Having mentioned above that “British Columbia’s Special Committee on Cosmetic Pesticides stopped the trend towards needless, senseless and malicious prohibition” I thought it would be interesting to take a look at some of the other reversals of and alterations to prohibitions that have taken place in the past few years, both in Canada and the U.S.
For example, (looking at the list alphabetically) in Ashland, Oregon, on March 2nd, prohibition of pesticides was rescinded; and in our own province of Alberta, prohibition was stopped on August 9th, 2011. In Beaumont, Alberta, prohibition was stopped on October 27th, 2011, and in the larger city of Calgary, prohibition was stopped between 2009 and 2011. As of July 5th 2012, the city of Campbell River, B.C. was still hesitant about enacting prohibition. In the great city of Chicago, prohibition was rescinded as of August 19th, 2011; while in Edmonton, Alberta, prohibition was stopped as of February 6th, this year.
Everett, Washington was where pesticide-free ended and weed spraying resumed on June 6th this year. And, under the heading of Golf, in San Francisco, a significant development occurred with regard to the operation of Sharp Park Golf Course in December 2011. The anti-golf fanatics had gotten a resolution through San Francisco Council to close the course, but Mayor Ed Lee vetoed the idea. A strong victory against fanatical anti-everything Nazis!
In the British Columbia cities of Kamloops and Kelowna, the professional lawn care industry was granted ex-emption status on the use of the chemicals between 2010 and 2012. In Kamloops the prohibition was stopped while in Merritt prohibition was also stopped, on May 14th, 2010.
In Portage La Prairie, Manitoba, the rural municipality has stated its opposition to an upcoming provincial ban as of June 13th this year.
In the province of Québec, the first province to pass a total ban on the so-called cosmetic pesticides, there has been some positive news. As of February 2010 there are some permitted active ingredients, and more important, on May 26th, 2011, Dow Chemical Company prevailed over the Province and defeated the provincial ban. This year, and going back a decade, the city of Regina Saskatchewan has stopped prohibition of chemical use, primarily through the efforts of the Mayor.
Going back to B.C., the cities of Revelstoke (on June 22nd, 2010) and Rossland (on December 15tn that year) have both delayed the introduction of prohibition legislation, but the city of Revelstoke stresses that it has only been delayed! In Salmon Arm, B.C. on March 8th last year, the prohibition was rescinded and lawn care companies were granted an exemption.
This year on April 19th in Scarborough, Maine, the town rescinded their legislation. In Steinbach, Manitoba, on April 19th, considerable opposition to prohibition was expressed.

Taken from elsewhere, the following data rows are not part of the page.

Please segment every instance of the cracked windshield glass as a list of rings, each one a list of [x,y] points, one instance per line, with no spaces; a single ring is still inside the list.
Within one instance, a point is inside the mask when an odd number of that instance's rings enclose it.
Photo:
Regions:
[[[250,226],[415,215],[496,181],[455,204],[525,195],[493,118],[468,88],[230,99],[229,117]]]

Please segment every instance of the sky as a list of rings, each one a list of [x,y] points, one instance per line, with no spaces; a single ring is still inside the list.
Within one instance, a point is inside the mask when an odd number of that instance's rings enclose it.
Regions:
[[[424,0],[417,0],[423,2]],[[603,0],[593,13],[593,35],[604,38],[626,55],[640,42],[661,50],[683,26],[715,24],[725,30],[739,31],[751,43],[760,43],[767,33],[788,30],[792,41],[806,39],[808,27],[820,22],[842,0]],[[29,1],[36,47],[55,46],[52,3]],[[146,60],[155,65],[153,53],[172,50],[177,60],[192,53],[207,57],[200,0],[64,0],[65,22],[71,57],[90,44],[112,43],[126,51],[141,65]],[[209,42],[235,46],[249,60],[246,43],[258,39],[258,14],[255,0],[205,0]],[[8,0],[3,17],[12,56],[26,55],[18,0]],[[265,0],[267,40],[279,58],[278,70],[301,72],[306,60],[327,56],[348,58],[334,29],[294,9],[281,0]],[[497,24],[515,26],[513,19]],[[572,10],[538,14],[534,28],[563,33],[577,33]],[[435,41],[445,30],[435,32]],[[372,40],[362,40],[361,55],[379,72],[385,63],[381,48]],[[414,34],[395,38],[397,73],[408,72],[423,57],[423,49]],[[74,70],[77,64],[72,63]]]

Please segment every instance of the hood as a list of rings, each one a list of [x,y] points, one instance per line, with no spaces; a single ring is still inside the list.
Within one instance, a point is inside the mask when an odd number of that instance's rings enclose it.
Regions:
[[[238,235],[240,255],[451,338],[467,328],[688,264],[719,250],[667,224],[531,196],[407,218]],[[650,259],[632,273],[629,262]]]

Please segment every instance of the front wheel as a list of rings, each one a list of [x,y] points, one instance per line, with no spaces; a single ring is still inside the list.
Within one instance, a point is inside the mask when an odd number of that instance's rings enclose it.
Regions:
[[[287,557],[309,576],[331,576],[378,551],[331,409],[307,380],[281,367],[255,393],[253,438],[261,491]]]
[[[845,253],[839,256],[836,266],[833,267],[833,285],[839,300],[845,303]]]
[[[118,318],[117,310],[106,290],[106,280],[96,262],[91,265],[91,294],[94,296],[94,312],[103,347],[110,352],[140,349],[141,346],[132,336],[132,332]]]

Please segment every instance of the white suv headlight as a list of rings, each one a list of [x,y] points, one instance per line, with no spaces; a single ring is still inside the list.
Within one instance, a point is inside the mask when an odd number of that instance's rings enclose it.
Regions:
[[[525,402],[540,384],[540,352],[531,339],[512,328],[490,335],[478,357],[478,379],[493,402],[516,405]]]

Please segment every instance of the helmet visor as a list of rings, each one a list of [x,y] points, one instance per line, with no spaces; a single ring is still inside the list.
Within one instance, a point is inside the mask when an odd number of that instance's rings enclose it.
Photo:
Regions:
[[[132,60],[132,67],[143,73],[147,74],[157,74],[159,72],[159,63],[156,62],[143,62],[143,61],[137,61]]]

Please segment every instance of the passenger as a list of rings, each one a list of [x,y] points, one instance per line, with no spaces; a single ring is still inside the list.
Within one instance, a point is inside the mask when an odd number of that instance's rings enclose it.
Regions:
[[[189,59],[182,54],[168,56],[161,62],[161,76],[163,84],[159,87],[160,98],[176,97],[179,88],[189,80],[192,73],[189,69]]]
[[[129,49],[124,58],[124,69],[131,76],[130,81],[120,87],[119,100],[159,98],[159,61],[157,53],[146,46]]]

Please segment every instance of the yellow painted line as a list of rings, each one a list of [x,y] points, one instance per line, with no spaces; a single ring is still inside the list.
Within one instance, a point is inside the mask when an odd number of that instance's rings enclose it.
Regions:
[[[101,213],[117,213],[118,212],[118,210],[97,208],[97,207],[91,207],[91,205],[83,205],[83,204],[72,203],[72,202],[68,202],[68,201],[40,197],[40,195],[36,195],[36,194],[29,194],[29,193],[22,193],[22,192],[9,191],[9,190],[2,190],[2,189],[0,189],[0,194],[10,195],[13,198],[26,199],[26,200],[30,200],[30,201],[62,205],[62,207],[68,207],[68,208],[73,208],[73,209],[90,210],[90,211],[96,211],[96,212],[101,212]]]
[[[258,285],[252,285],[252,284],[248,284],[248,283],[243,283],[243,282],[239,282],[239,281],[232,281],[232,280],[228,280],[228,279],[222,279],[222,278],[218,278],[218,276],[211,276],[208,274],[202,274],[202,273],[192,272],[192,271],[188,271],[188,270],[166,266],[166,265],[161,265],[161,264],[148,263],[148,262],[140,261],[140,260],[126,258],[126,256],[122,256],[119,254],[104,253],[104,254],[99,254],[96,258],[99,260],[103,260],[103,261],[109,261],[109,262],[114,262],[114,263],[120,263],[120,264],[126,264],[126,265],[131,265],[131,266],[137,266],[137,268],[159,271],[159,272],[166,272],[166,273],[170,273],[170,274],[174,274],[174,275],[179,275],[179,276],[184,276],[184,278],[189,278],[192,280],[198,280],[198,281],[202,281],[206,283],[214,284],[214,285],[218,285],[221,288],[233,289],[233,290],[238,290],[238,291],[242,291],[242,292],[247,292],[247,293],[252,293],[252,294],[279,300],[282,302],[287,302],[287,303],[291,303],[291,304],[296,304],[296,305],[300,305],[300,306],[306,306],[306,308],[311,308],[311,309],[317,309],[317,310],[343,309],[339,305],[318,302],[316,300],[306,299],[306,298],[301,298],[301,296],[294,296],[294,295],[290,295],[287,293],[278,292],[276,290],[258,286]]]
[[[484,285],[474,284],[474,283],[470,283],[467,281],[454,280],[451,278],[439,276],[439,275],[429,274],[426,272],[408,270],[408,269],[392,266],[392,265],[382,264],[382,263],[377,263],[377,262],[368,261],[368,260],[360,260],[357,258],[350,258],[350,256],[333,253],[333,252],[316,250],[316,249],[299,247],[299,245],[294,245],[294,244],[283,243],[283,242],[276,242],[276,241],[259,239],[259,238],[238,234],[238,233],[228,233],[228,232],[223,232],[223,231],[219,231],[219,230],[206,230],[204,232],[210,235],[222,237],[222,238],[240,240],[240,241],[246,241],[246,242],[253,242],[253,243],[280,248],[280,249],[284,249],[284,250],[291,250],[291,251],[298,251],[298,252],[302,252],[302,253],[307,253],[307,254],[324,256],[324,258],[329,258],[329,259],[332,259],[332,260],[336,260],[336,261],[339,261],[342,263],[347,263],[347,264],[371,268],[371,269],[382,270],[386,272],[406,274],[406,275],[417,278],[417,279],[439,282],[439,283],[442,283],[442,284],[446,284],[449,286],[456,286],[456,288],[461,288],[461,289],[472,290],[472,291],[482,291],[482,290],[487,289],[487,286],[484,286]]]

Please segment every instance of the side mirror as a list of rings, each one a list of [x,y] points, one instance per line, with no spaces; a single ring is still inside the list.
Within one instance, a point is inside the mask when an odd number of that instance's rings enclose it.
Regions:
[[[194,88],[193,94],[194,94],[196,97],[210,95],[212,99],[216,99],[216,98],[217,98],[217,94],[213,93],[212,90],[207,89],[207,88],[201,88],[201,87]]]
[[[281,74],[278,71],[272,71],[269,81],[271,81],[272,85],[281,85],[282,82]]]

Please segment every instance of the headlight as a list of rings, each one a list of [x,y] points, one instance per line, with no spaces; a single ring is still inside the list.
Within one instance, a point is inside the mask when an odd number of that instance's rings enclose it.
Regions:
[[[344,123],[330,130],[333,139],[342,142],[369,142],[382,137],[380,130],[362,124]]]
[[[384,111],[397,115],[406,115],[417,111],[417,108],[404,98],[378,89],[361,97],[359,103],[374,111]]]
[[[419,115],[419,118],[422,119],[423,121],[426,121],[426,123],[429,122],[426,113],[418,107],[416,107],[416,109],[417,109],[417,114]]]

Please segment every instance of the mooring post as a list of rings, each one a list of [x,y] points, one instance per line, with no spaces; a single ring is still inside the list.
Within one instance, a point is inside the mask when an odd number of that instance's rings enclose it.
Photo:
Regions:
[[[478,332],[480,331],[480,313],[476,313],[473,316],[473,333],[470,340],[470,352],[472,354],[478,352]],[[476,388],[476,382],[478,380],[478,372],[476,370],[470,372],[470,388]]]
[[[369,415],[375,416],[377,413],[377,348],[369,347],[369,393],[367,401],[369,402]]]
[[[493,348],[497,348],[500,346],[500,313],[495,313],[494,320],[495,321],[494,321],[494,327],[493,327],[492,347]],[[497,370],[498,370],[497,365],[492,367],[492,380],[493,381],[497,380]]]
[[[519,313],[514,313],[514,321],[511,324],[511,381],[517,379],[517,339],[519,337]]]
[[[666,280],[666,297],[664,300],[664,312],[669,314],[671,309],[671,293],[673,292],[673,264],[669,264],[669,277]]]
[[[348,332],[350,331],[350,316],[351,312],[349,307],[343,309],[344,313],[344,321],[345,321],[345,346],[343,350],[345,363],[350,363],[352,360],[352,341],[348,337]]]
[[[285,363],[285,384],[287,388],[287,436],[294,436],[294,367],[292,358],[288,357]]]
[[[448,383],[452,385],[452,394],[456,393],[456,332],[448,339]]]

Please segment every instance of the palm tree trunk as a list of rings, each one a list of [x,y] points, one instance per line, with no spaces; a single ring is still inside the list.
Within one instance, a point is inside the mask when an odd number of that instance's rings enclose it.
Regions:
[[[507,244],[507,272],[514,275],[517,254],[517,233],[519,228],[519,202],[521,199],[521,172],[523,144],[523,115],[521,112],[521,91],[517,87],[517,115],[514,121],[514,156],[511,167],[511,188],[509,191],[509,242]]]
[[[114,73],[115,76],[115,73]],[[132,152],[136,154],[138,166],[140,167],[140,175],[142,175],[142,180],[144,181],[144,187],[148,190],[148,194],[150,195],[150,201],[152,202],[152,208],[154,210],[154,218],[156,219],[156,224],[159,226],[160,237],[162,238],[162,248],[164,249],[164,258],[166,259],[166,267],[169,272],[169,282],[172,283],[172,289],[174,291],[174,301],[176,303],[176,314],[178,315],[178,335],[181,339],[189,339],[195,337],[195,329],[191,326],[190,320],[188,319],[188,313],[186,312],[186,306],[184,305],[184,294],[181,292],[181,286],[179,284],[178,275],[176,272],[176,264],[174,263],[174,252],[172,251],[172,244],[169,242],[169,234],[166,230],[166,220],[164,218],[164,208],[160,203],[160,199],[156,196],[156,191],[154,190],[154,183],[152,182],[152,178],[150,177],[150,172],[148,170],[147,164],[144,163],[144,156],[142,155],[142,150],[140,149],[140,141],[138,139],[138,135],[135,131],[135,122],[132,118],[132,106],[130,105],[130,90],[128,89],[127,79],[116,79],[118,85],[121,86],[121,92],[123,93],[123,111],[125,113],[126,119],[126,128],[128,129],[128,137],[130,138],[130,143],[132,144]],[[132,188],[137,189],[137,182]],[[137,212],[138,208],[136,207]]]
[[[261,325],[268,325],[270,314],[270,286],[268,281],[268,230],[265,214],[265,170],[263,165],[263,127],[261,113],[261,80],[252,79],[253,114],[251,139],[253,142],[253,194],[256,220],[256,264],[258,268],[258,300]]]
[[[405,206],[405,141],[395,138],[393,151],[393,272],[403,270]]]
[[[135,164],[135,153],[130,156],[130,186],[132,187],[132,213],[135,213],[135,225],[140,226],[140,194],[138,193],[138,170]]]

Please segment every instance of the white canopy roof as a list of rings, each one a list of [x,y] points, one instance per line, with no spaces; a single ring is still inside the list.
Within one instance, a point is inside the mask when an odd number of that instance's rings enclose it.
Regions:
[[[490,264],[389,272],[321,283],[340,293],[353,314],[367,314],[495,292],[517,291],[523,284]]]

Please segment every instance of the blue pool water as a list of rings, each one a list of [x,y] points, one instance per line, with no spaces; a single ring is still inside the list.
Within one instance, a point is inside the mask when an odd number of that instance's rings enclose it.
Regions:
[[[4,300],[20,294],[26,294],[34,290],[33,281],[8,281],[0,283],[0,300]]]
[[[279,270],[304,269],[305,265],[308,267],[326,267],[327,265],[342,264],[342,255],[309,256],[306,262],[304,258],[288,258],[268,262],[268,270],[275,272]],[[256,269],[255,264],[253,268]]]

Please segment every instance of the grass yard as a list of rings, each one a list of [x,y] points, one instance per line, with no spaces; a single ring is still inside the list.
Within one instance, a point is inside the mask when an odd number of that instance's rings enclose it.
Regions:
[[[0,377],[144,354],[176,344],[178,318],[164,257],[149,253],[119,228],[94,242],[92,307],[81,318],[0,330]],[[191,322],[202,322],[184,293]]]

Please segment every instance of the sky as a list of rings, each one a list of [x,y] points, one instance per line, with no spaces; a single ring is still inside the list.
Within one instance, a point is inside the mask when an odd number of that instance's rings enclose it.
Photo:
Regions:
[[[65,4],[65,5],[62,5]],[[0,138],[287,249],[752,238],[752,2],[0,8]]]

In the United Kingdom, back on December 15th, 2010, the pre-notification process was eliminated making spraying easier.
Vernon, B.C. stopped prohibition of the chemicals in January, 2010.
One other happening with regard to the easing of prohibition rulings involves “SafeLawns” advocate Paul Tukey, in the U.S.A. To say Tukey is controversial is putting it mildly. He has been formally charged with using certain products without a licence (in his home state), and often travels to Canada to give talks; taking home his high fee in cash, thus not paying any tax on the money to Canadian authorities. In December 2010 he was banned from coming to speak at Canada Blooms in Toronto where he would have been promoting the prohibition of ‘cosmetic chemicals’.